Eh bien, ici, ce sont mes supputations. D'abord, il faut se dire que Guccini se prend, le temps de la chanson en tous cas, pour Cyrano. On a donc « Cirano-Guccini » qui s'en prend à une bande de gens pour défendre la belle Roxane, qui si je ne m'abuse, serait bien l'Italie elle-même ou la population italienne du moins celle qui dans la Guerre de Cent Mille Ans que les riches font aux pauvres, serait dans le camp des pauvres. En somme, c'est une attaque en règle contre cette Italie des « larges ententes », cette Italie qui n'en finit pas d'écraser ses petites et ses grandes gens, cette Italie de la médiocrité institutionnalisée... Mais soyons de bonne foi, cette Italie-là s'étend bien au-delà des frontières de la péninsule... Elle s'étend à l'Europe entière et bien au-delà encore... C'est cette bande, celle qui tient les entreprises, les capitaux et les États, en somme, qui tient le pouvoir, cette bande qui s'en prend aux Grecs et qui justifie ton « REGARDEZ CE QU'ILS FONT AUX GRECS, ILS VOUS LE FERONT DEMAIN »... J'arrête là, car il y aurait encore mille choses à dire...

 

Oui, évidemment, vue comme ça, la chanson de Guccini, de Cirano-Guccini a tout-à-fait sa place ici... Et je nomme par le même geste Guccini et Cyrano, canuts et tisserands du linceul de ce vieux monde servile, crasseux, ignorant, clinquant, arriviste et cacochyme.

 

 

 

Heureusement !

 

 

Ainsi Parlaient Marco Valdo M.I. et Lucien Lane

 

 

 

 

Avancez-vous donc, nez courts et charnus,

Jolis messieurs, je ne vous supporte plus ,

Je défie de ma plume vos egos orgueilleux

Avec cette épée, je vous tue quand je veux.

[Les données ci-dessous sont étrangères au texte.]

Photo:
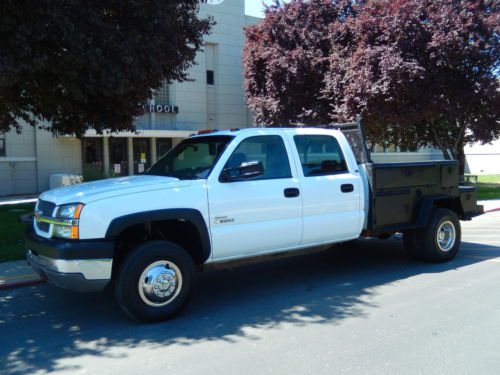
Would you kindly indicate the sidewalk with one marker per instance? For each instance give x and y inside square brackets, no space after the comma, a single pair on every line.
[490,205]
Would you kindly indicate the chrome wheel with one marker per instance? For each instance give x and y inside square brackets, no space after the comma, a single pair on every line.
[160,283]
[446,236]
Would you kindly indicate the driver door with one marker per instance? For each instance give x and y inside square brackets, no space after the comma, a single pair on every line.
[261,214]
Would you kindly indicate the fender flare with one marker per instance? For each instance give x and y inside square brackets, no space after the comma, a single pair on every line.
[427,205]
[193,216]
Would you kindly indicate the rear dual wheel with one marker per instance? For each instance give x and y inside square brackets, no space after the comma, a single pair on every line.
[439,241]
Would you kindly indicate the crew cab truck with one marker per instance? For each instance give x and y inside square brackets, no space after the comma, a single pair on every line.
[227,195]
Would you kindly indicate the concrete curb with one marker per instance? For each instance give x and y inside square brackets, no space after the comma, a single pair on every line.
[16,284]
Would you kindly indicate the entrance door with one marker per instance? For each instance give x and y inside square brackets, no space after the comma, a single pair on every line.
[92,159]
[118,160]
[163,145]
[142,155]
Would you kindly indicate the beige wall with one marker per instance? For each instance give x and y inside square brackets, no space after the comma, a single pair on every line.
[31,157]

Venez vous-aussi poètes calamiteux,

Chanteurs inutiles des jours malheureux,

Bouffons qui vivez de vers rébarbatifs

Vous avez sous et gloire, mais vous n'avez pas de pif ;

Profitez de vos succès, jouissez de vos bonheurs,

Car le public est dressé et vous n'en avez pas peur

Allez on ne sait-z-où pour échapper aux taxes

Avec ce rictus servile et votre ignorance crasse.

 

Je suis seulement un pauvre cadet de Gascogne,

Et je ne supporte pas les gens qui ne rêvent pas.

Le clinquant ? L'arrivisme ? À l'hameçon, je ne mords pas

Je ne pardonne pas et à la fin de l'envoi, je touche,

Je ne pardonne pas, à la fin de l'envoi, je touche !

 

Allons avancez tous et finissons-en,

Nouveaux protagonistes, politiciens rampants,

Venez porte-mallette, ruffians et imbéciles,

Féroces présentateurs d'émissions débiles

Qui avez fait du n'importe quoi un art

Courage libéraux, abattez vos cartes

Il y aura toujours du crédit

En cet absurde beau pays bénit.

 

Ça ne fait rien si je me suis trompé, moi aussi

Déplaire est mon plaisir, j'aime être haï ;

Des rusés et des puissants depuis toujours je me ris

Je ne pardonne pas et à la fin de l'envoi, je touche,

Je ne pardonne pas, à la fin de l'envoi, je touche !

 

Mais quand je suis seul avec ce nez d'un pied

Qui d'une demi-heure toujours m'a précédé

Ma rage s'éteint et je me souviens interdit

Que rêver d'amour ne m'est pas permis

Les femmes, je ne sais combien j'en ai aimées, combien j'en ai croisées,

Était-ce ma faute ou le destin, toutes s'en sont allées

Alors quand la solitude me pèse et m'affole

Je me cloître chez moi, j'écris et en écrivant, je me console,

 

Je sens au dedans de moi que le grand amour existe,

J'aime sans péché, j'aime, mais je suis triste

Car Roxane est belle ; c'est le printemps, moi l'hiver,

Je n'ose pas lui parler : je lui dirai en vers, en vers, en vers…

 

Venez gens vides, finissons-en ici,

Et vous, prêtres qui vendez à tous une autre vie ;

Si comme vous le dites, il y a un Dieu dans l'infini,

Regardez dans votre cœur, vous l'avez déjà trahi

Et vous matérialistes, avec votre idée fixe,

Que Dieu est mort et l'homme seul en cet abîme,

Comme les cochons, vous cherchez les vérités à terre,

Gardez vos glands, laissez-moi mes ailes ;

 

Nains, rentrez chez vous, fichez-moi le camp,

Pour ma rage énorme, il me faut des géants.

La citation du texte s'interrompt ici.